The Supreme Court today heard that both an employment tribunal and the Court of Appeal made ’material errors’ when they ruled that a plumber working for Pimlico Plumbers should be granted status as a worker rather than being self-employed.
The court is considering Pimlico Plumbers Limited v Smith over a two-day hearing. The case is expected to be closely watched by both employment lawyers and those who operate in the so-called ‘gig-economy’ and should answer questions over workers' rights and who can claim them.
The case considers whether a tradesman, in this case plumber Gary Smith, is an independent contractor or a worker and therefore entitled to certain rights.
During his time at Pimlico Plumbers Smith was paying tax on a self-employed basis and worked solely for Pimlico. He was required to wear the company uniform, rent a branded van, and allegedly work a minimum number of weekly hours. However he could choose when he worked and which jobs he took. He was also required to provide his own tools and equipment.
After a heart attack in 2010 Smith wanted to work three days a week rather than five. Pimlico refused his request and took away the van.
Smith claimed he should be entitled to worker status, which would give him entitlement to benefits such as holiday pay.
An employment tribunal ruled that Smith was a worker, but not an employee. Pimlico appealed that decision but a year ago the Court of Appeal also backed Smith.
Pimlico Plumbers is represented by City firm Mishcon de Reya, instructing Tom Linden QC of Matrix Chambers and Akash Nawbatt QC of Devereux Chambers.

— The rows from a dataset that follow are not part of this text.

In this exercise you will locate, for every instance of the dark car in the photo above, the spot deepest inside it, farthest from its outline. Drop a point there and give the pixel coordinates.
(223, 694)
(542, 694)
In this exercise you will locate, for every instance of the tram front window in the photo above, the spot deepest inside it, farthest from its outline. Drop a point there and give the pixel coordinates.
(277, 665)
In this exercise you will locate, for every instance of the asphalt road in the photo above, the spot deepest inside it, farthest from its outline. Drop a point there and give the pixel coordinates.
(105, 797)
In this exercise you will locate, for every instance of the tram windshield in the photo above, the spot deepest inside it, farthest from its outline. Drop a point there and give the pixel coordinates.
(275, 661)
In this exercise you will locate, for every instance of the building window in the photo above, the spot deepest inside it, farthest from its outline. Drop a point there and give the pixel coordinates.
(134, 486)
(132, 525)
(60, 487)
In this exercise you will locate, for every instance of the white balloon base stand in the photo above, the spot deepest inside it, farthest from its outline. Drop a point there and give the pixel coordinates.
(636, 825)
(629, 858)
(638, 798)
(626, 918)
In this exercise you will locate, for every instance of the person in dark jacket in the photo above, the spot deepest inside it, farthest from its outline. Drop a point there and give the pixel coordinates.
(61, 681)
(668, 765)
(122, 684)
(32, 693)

Linden told the court that Smith and his lawyers had yet to define what they perceive the law to be in terms of who is a worker and who is a self-employed contractor.
Linden said irregularities in the previous judgments needed clearing up. The employment tribunal’s finding that Smith was required to work a 40-hour week was ‘materially wrong’, he said, maintaining that ‘no such agreement was in place'.

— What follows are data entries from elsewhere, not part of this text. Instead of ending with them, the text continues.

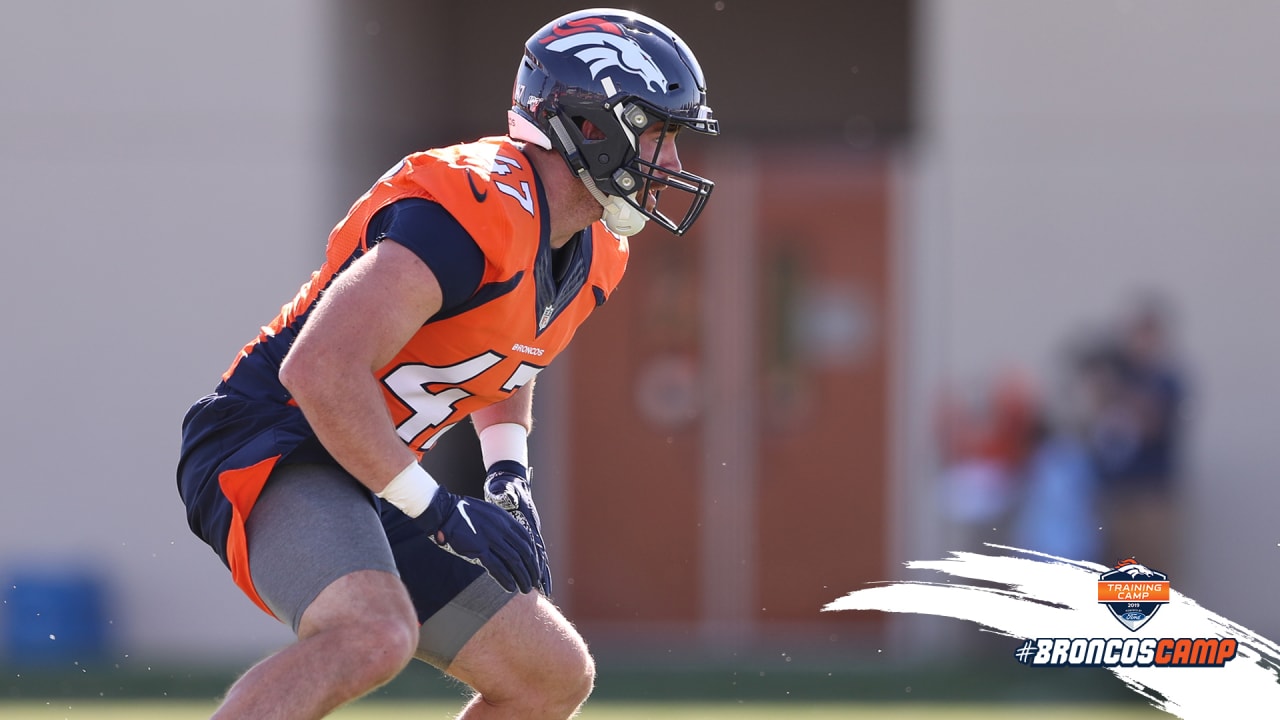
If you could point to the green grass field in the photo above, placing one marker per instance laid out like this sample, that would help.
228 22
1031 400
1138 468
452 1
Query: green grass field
435 710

Other aspects of Smtih’s work suggested independent contractor status, Linden said. He told the court that if an individual working for an organisation required assistance, and he or she had to obtain that themselves, then this ‘would point towards independent contractor status’. He added that many people enjoy working under methods employed by organisations such as Pimlico Plumbers.
Smith is represented by employment and commercial law firm TMP Solicitors, instructing Karon Monaghan of Matrix Chambers as well as David Stephenson of 1MCB Chambers.
In submissions this afternoon, Monaghan urged the court to excercise caution in its judgment.
She said the bar in relation to determining worker status, as a result of various case law, is 'increasing' to higher than it is entitled to be under the Equalities Act and EU law. She added that hurdles are 'implicity being introduced' which raise that bar higher still.
'In our respectful submission we say caution needs to be taken to ensure that bar is not raised higher than it already is,' Monaghan added.
Monaghan, referencing Linden's earlier argument on the nature of Smith's employment, added that being 'unwilling' does not necessarily negate an obligation to provide a service. Linden had argued that being unwilling to provide a service was a difference beteween self employed and employee.
'The line between being unable to or unwilling to is impoissible to discern,' Monaghan said. 'If I decide to delegate a task so that I can see my grandchild in play is that unwilling or unable?'.
Monaghan is expected to continue making submissions tomorrow.
Lady Black, Lady Hale, Lord Hughes, Lord Lloyd-Jones and Lord Wilson are hearing the case.
The Supreme Court’s ruling could have ramifications for other high-profile employment cases that are coming through the courts. One involving Uber drivers, will go to the Court of Appeal later this year. Uber is looking to overturn a decision that backed two drivers seeking to be recognised as workers and not self-employed.